Autrement dit tous les péchés, tous les méfaits, tous les
vols…
    — Geneviève n’est pas une bégharde, répéta Thomas d’un
ton ferme qui ne reflétait toutefois pas la moindre conviction.
    — Assurément. En revanche, je suis certain qu’elle est
hérétique, mais qui d’entre nous ne l’est pas ? dit Planchard de sa voix
douce avant de soudain changer de ton : Le problème, Thomas, c’est qu’elle
est aussi une meurtrière.
    — Qui d’entre nous ne l’est pas ? demanda
l’Anglais en écho.
    L’abbé esquissa une grimace.
    — Elle a tué frère Roubert.
    — L’homme qui l’avait torturée.
    Il releva sa manche et montra au moine les affreuses marques
de brûlures sur son bras.
    — Moi aussi j’ai tué mon bourreau, et lui aussi était
dominicain.
    Le supérieur de l’abbaye leva les yeux vers un ciel rempli
de nuages. Il ne paraissait pas perturbé par l’aveu de Thomas. À ses paroles
suivantes, on pouvait même supposer qu’il n’y avait pas accordé la moindre
attention.
    — Je me rappelais l’autre jour un psaume de David… « Dominus
reget me et nihil mihi deerit. »
    —  « In loco pascuae ibi conlocavit  »,
compléta Thomas, achevant la citation.
    — Je comprends qu’ils aient pu vous prendre pour un
frère ! s’exclama Planchard, amusé. Mais ce qu’implique ce psaume,
n’est-ce pas que nous sommes des agneaux et que Dieu est notre berger ?

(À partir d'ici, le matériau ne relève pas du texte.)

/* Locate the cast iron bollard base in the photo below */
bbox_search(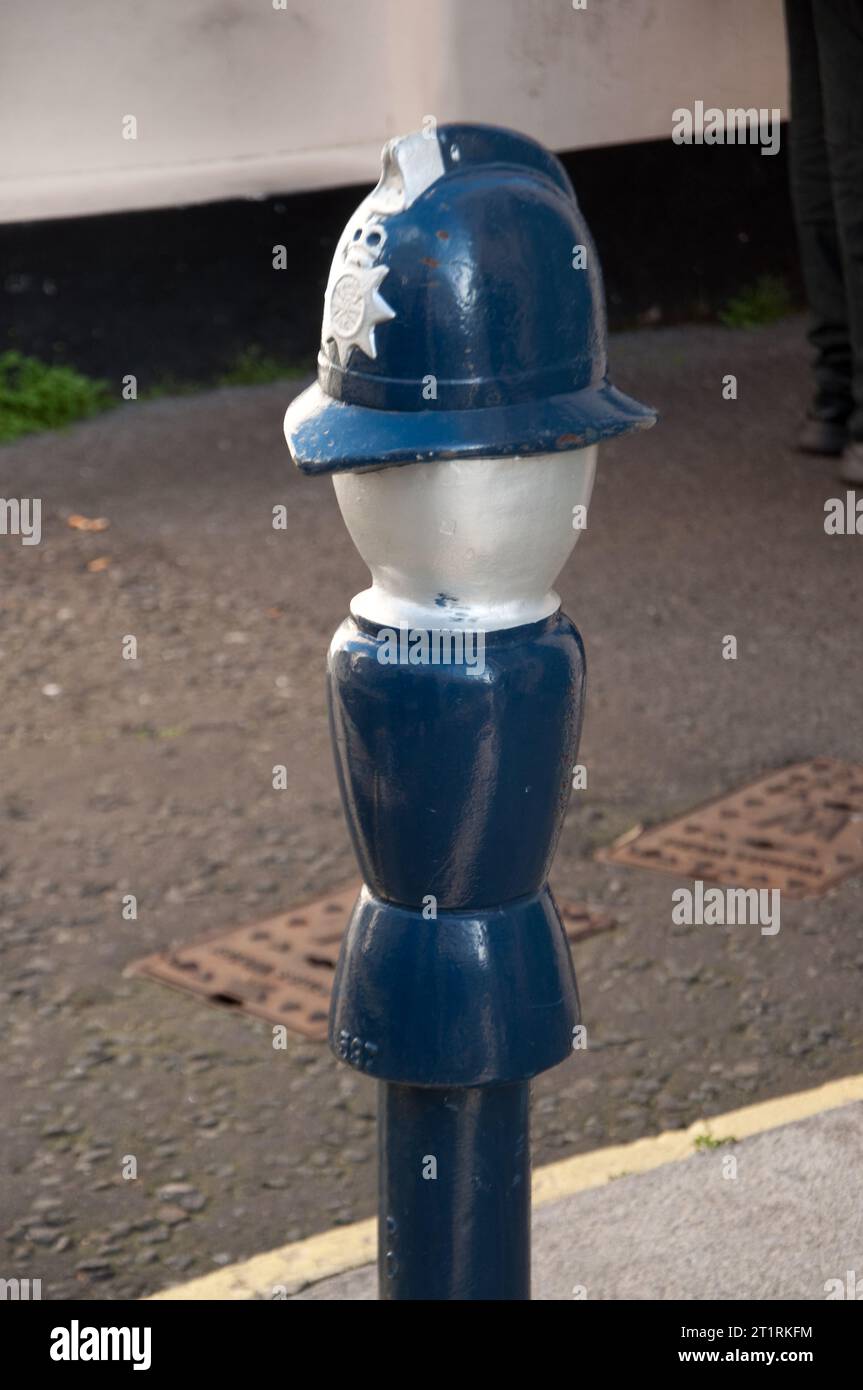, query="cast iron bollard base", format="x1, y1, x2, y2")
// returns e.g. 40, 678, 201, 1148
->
329, 613, 584, 1300
285, 122, 655, 1298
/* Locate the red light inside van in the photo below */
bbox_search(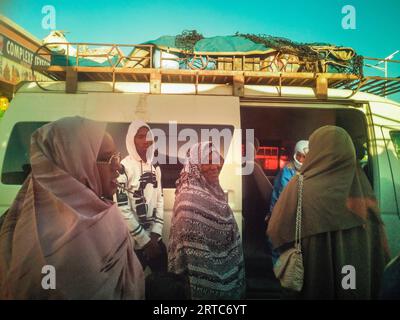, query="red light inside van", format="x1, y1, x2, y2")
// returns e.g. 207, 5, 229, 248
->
256, 146, 279, 170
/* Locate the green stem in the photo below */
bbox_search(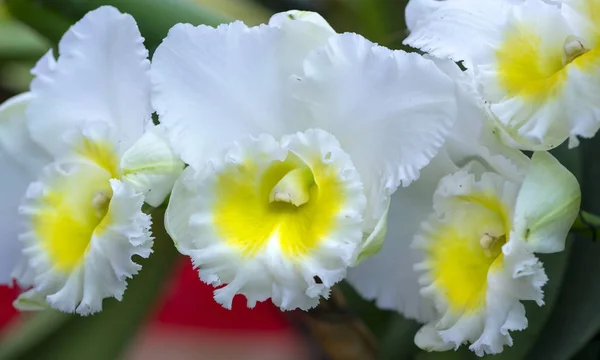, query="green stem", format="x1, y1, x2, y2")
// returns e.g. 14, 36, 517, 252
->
571, 211, 600, 238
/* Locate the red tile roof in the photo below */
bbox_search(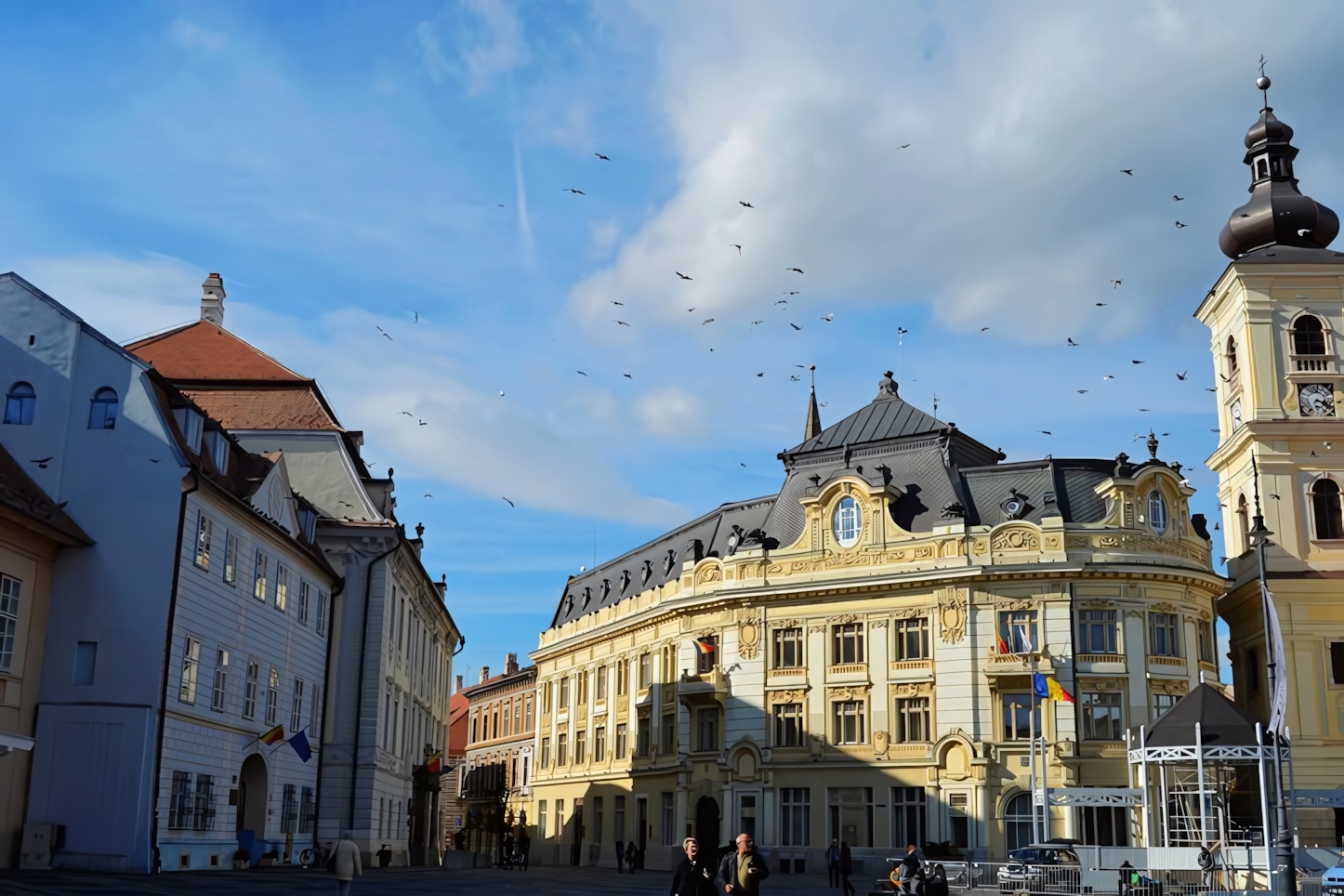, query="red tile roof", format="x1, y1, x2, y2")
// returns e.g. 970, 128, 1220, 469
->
181, 383, 340, 429
126, 321, 310, 383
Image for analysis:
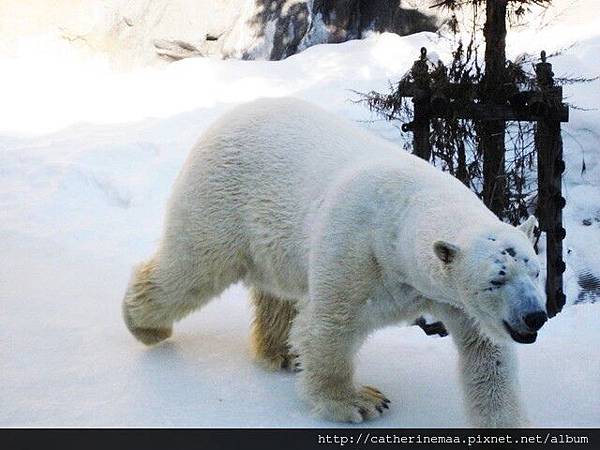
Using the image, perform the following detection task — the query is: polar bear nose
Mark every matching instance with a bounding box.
[523,311,548,331]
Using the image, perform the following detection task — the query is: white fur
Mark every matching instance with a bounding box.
[124,99,542,426]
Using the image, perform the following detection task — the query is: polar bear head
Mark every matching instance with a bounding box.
[433,216,548,344]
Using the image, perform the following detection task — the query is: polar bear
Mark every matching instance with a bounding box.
[123,99,547,427]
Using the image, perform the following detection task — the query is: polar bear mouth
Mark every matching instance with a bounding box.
[502,320,537,344]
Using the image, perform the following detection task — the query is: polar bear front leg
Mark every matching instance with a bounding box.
[436,305,528,428]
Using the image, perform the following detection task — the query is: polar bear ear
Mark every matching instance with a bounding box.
[433,241,460,264]
[517,216,539,242]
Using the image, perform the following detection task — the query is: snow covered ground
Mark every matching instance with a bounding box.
[0,7,600,427]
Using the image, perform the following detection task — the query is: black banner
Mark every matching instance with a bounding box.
[0,428,600,450]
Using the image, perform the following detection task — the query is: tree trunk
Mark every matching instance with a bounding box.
[480,0,508,218]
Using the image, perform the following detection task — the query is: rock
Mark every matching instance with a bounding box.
[0,0,439,66]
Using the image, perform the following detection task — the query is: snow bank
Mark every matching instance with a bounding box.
[0,5,600,427]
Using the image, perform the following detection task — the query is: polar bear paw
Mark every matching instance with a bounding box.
[256,352,302,372]
[314,386,390,423]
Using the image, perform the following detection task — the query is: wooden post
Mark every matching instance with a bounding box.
[411,47,431,161]
[479,0,508,218]
[532,52,566,317]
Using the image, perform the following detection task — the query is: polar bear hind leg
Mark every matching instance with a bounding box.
[122,242,243,345]
[250,288,300,371]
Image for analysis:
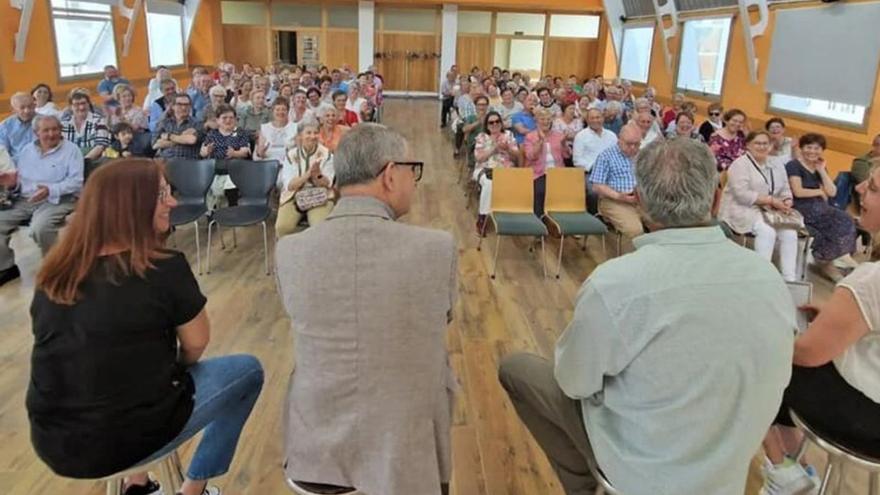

Pourquoi, sinon, nous mettrait-Il dans une pâture et nous protégerait-Il avec
un bâton ? Néanmoins, je n’ai jamais vraiment compris pourquoi le berger
devrait blâmer l’agneau qui tombe malade…
    — Dieu nous blâme ?
    — À dire vrai, je ne peux réellement parler pour Dieu,
mais simplement pour l’Église. Qu’a dit le Christ ? «  Ego sum
pastor bonus, bonus pastor animam suam dat pro ovibus. »
    Il fit à Thomas l’honneur de ne pas traduire ces mots, qui
signifiaient : « Je suis le bon berger et le bon berger donne sa vie
pour ses agneaux. »
    — Or l’Église, continua le cistercien, perpétue le
ministère du Christ… Elle est supposée le faire, en tout cas, même si certains
ecclésiastiques sont tristement enclins à abattre une partie de leur troupeau
malade plutôt que de le soigner.
    — Pas vous ?
    — Pas moi, répondit Planchard avec fermeté. Mais ne
laissez pas cette faiblesse de ma part vous persuader que je vous approuve. Je
ne vous approuve pas, Thomas, et je n’approuve pas votre compagne. Mais je ne
peux davantage approuver une Église qui utilise la souffrance et la torture
pour imposer l’amour de Dieu à un monde pécheur. Le mal engendre le mal. Il se
répand comme de la mauvaise herbe. Les bonnes actions, quant à elles, sont de
petites pousses fragiles qui ont besoin de soins et d’attention.
    Il réfléchit quelques secondes, puis sourit à Thomas.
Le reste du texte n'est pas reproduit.